Le Parquet général près la Cour d’appel de Casablanca a reçu les résultats définitifs de l’enquête menée par la Brigade nationale de la police judiciaire au sujet d’importants dysfonctionnements dans la gestion des marchés publics liés au programme d’urgence pour l’ducation nationale.
Ces faits remontent à l’époque du mandat d’Ahmed Akhchichen, ancien ministre de l’Éducation nationale et de l’Enseignement supérieur, indique le quotidien Al Akhbar dans son édition de ce mardi 17 juin.
Les investigations ont révélé une série de manquements graves dans la préparation et l’attribution des marchés publics et bons de commande.
Parmi les irrégularités recensées, figurent l’absence de procédures rigoureuses pour identifier les besoins réels en matériel pédagogique, la violation de plusieurs dispositions encadrant les marchés publics, notamment la non-publication des appels d’offres et des résultats, ainsi que l’atteinte aux principes de transparence et de libre concurrence.
L’enquête fait également état de collusions manifestes avec deux entreprises privilégiées à travers la mise en place de faux appels d’offres, la manipulation des spécifications techniques pour leur correspondre exclusivement, et la fragmentation des commandes afin d’échapper à la réglementation des marchés publics.
Dans certains cas, les prix des équipements ont été artificiellement gonflés d’un marché à l’autre, relate le quotidien.
Selon les éléments recueillis par Al Akhbar, ces deux sociétés auraient remporté plus de 80% des marchés relatifs à l’acquisition de matériel didactique, que ce soit individuellement ou en consortium.
Six académies régionales auraient à elles seules conclu 173 marchés et bons de commande, représentant près de 80% des dépenses engagées.
Face à l’ampleur de ces irrégularités, les autorités judiciaires ont réparti les dossiers selon la compétence territoriale des académies régionales concernées. Ainsi, les tribunaux spécialisés dans les crimes financiers de Rabat, Fès, Casablanca et Marrakech ont été saisis.
Les juridictions de Fès et Marrakech ont déjà statué sur les dossiers qui leur ont été confiés. L’enquête est terminée à Casablanca, tandis qu’elle se poursuit encore à Rabat, rapporte Al Akhbar.
Ce dossier a été initialement transmis au ministère public durant le mandat de Mohamed Abdennabaoui, ancien président du parquet, à la suite de la diffusion d’enregistrements audio compromettants d’une ex-directrice d’académie régionale.
Ces enregistrements ont servi de déclencheur à l’ouverture de multiples enquêtes à travers tout le Royaume.
Les constats de l’enquête judiciaire font écho aux conclusions d’un rapport d’évaluation de la Cour des comptes.
Ce rapport faisait état de défaillances systémiques dans l’exécution budgétaire et le suivi des projets, pointant une mauvaise utilisation de plus de 43 milliards de dirhams alloués.

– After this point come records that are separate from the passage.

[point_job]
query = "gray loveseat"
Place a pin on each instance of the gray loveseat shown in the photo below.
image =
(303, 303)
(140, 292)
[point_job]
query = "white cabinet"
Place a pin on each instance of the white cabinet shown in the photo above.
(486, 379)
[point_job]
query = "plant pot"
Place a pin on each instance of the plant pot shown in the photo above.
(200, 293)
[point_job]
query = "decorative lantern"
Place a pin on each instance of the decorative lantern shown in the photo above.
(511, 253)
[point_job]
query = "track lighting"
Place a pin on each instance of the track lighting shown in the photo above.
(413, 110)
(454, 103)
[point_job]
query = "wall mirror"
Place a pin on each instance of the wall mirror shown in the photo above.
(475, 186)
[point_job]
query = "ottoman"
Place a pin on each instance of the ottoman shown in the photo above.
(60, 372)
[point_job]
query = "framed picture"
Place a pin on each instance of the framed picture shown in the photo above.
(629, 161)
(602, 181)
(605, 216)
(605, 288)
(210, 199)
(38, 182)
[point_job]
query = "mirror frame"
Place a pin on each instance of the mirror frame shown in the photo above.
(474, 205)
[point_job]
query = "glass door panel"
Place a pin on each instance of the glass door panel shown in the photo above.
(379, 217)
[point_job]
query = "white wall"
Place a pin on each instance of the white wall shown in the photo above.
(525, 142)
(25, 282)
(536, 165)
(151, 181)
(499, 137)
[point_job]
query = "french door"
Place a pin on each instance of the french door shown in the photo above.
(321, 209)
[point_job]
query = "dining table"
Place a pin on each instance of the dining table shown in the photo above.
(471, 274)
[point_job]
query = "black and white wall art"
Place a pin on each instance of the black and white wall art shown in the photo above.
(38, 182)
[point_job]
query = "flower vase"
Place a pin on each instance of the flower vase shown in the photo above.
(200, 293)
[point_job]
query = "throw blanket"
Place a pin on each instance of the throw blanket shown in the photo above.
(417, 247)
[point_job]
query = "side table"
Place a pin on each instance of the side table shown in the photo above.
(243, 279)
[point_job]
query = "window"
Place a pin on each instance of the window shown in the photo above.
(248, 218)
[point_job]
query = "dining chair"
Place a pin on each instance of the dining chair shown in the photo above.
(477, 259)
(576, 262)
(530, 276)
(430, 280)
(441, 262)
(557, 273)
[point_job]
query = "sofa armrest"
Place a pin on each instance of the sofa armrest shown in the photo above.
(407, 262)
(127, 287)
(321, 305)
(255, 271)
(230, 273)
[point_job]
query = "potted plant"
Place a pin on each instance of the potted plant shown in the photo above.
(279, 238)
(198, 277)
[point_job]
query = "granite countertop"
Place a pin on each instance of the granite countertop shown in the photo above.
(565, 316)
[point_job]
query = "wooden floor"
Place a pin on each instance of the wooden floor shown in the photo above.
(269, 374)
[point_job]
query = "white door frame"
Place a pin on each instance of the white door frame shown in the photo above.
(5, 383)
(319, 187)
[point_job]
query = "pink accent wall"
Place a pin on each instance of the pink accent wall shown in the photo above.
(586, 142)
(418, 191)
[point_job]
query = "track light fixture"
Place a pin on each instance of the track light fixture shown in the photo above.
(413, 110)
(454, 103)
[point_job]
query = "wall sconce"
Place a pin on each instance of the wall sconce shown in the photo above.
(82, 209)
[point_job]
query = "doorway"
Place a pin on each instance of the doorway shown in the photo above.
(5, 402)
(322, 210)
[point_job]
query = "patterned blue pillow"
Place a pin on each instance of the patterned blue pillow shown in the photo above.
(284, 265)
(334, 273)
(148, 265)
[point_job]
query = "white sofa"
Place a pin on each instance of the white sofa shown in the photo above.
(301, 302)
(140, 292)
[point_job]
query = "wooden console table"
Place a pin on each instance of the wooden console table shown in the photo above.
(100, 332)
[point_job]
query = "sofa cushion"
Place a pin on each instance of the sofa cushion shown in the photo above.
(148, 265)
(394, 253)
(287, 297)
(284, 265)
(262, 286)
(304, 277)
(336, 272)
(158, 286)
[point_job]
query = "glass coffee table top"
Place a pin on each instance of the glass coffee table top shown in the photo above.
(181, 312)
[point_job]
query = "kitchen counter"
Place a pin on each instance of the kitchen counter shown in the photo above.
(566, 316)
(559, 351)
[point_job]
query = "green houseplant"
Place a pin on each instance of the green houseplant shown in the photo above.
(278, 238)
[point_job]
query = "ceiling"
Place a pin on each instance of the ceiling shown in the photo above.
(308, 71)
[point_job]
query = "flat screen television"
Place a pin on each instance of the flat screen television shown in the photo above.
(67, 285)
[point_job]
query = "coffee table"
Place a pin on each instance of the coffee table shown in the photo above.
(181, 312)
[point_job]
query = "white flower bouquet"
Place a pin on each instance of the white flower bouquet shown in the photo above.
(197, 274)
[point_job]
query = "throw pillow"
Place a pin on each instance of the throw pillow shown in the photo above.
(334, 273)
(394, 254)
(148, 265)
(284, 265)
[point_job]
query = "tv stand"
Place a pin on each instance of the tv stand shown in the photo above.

Le Conseil avait souligné l’approximation des données financières du programme, notamment les écarts entre les engagements (35 milliards de dirhams) et les paiements effectivement réalisés (25,15 milliards), soit un taux d’exécution global bien en deçà de la moyenne des autres budgets sectoriels.
Il a également été constaté que les capacités de gestion des académies étaient largement insuffisantes, tant sur le plan administratif que comptable, et que l’absence d’un système de suivi rigoureux avait empêché toute évaluation globale de l’impact du programme.
Parmi les dix projets pédagogiques inclus dans le programme d’urgence, auxquels environ 12 milliards de dirhams avaient été alloués, plusieurs n’ont pas été menés à leur terme.
Les objectifs en matière de réforme des programmes scolaires, de soutien linguistique, de mise en place d’un système d’orientation performant et d’amélioration des approches pédagogiques n’ont pas été atteints.
Certains projets ont même été abandonnés en cours d’exécution, faute d’une vision intégrée et cohérente de cette réforme, écrit-on.